I would like to give two examples of how this worked in my case. Before I was saved I propagated revolutionary politics in Dominica, an island in the West Indies. When the Lord saved me, I sought to win for Christ those that I had previously perverted through Marxism. On one occasion I went to a wedding where were many of my friends that I had been witnessing to. In such an environment I took one sip of an alcoholic drink. One sip led to another until I was one of the most drunken persons at the wedding. Also on this occasion, as my senses were numbed, I smoked some marijuana. When we were about to leave the wedding we waited at the exit, and one of my friends pointed to me and said, ‘Look at the Christian’. At that moment the reality of my sin struck me, and I realized how badly I had let the Lord and myself down. The next day 1 was in great sorrow, and did not eat until the evening. I realized then that I could not play around with these things, and decided that I would never drink alcohol in such a manner again, nor ever take any sort of drug.

When I returned home from Dominica to England, I had lots of ungodly music and revolutionary books. I knew that I had no need of these, and did not want anybody else to be polluted by them, so I threw them all away, Acts. 19. 18-20. If I had kept those books or music, they would have had a draining influence upon me, and perhaps if I was not very strong spiritually at any stage I may have been tempted to go back to them. Once they were in the dustbin, this was a witness that I had made a clean break with them.
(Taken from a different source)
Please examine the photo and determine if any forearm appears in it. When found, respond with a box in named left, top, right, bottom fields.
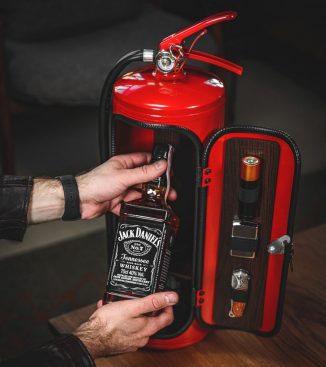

We would also do well to memorize relevant passages from the word of God, that the Holy Spirit can bring to our minds to defend us against the attacks of the devil, Ps. 119. 9, Eph. 6. 17. The Lord Jesus gave us an excellent model for prayer, which included these words, ‘lead us not into temptation, but deliver us from evil’, Matt. 6. 13, which we would be advised to make part of our prayers, not as a vain repetition, but the expressions of our hearts’ desires. When temptations seem overwhelming let us remember this promise, ‘Submit yourselves to God. Resist the devil and he will flee from you. Draw nigh unto God, and He will draw nigh unto you’, Jas. 4. 7-8.